Custenborder, who had had other big moments in the match, saved the biggest moment for last. She will no doubt someday run for political office, so persuasive was her argument while the rest of the arena froze. Had she not spoken, it’s questionable whether Cooley would have made the case for himself, as no one was looking at him…except Kelsey Custenborder, who had presence of mind when no one else did.
“I saw him make the call, then he went back and put the flag down. But I knew we needed that call, and the point, and I was willing to fight for it.”
“Tremendous moment,” added Bruggeman. “But that’s what she learned playing with the seniors we had last year. You learn that kind of calm from the older girls and then you share it when it’s your turn to be a senior.”
But no one had bigger senior moments on this day than Liz Ording, who led her team in kills, in senior presence, and in ‘CALM’.
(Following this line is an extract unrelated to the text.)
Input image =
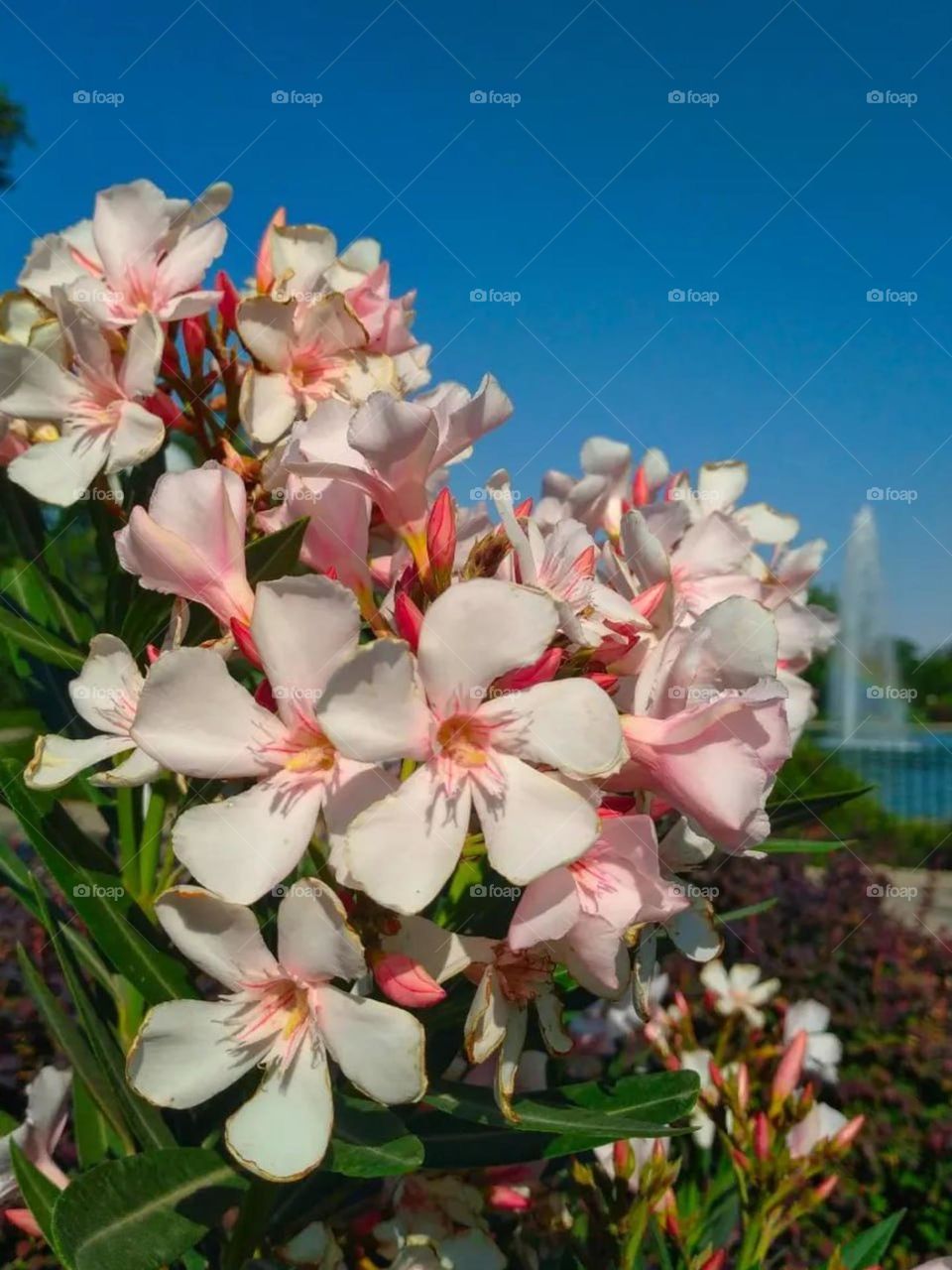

“I feel like a broken record when I talk about her,” said Bruggeman. “But she’s amazing. She’s seasoned, she’s such a hard worker and I rely on her so much. She was the one with the calm today, and she knows, too, that playing with the seniors she played with last year…she knows what needs to be done in situations. She knew what was going on with the other side, and she was so good to keep our side on even keel, because it was high intensity all day.
“I’m so proud of my girls because it was stressful, we had an injury (with Emma George), and they never let it get to them. They came through it.”
Ording was the coolest of all the cats, speaking of the title, and how they achieved it.
“We talked about it before the game, and we knew it was be a big challenge,” said Ording. “But we wanted it so bad. We had the mistakes, but as a senior I look at it differently because had we lost I’m done for the season..and I didn’t want to be done. I just tried to ease everyone’s nerves today. I didn’t want anyone to get too high, or too low. I just wanted everyone to play at a happy medium and get their job done.”
They got ‘er done, despite the hiccups, the flubs, the streaks, and the mystery at the end. They got it done because a pair of seniors saved their best senior moments for when their backs were against the wall…and their season was at the brink of being over.
“I don’t want to sound the wrong way,” said Bruggeman when given the opportunity to say, ‘I told you so’, in reference to September during the midst of their losing ‘funk’. “But I always believed that we were capable of doing this if we had enough time.”
So go ahead now, Kenzie. You get the last word.
“No, no,” she objected. “I won’t go there. All I will say is…we’re going back to State.”
And let’s hope mistakes, miracles, and mysteries never cease.